David Chelimsky wrote:
On Fri, Nov 7, 2008 at 9:58 AM, David Chelimsky <[EMAIL PROTECTED]> wrote:
On Fri, Nov 7, 2008 at 9:54 AM, Matt Wynne <[EMAIL PROTECTED]> wrote:
One technique is to have a single noisy 'declarative' scenario that
explicitly walks around filling things in, then all the rest use more
'imperative' style steps where most of the detail is buried away.
You've got those backwards :)

declarative: when I fill in the form correctly
imperative: when I enter "David" in the "Name" field ....

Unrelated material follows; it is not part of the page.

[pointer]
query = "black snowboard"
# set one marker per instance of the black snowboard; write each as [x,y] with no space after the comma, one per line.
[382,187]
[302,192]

Although - maybe we need to reconsider this naming, because you could
argue that either are declarative, whereas imperative, meaning
important/urgent, doesn't really convey the explicit nature. I think
abstract/concrete could work. Maybe general/specific.

Other ideas?

To me the words imperative and declarative make sense in the programming language context... and we are just applying it to roles instead of computers. For example, this is the explanation given in my programming languages book[1]:

...declarative languages, in which the focus is on *what* the computer is to do, and the imperative languages, in which the focus is on *how* the computer should do it.

Now swap out languages with scenarios and computer with user role:

...declarative scenarios, in which the focus is on *what* the role is to do, and the imperative scenarios, in which the focus is on *how* the role should do it.

So, I don't see the word imperative meaning urgent, I see it meaning explicit. While declarative means the scenario is at a higher level and not concerned with exactly how the scenario is implemented (much like use cases.)

That said these terms are programming terms so probably aren't the best if they are to be customer facing. I like general/specific.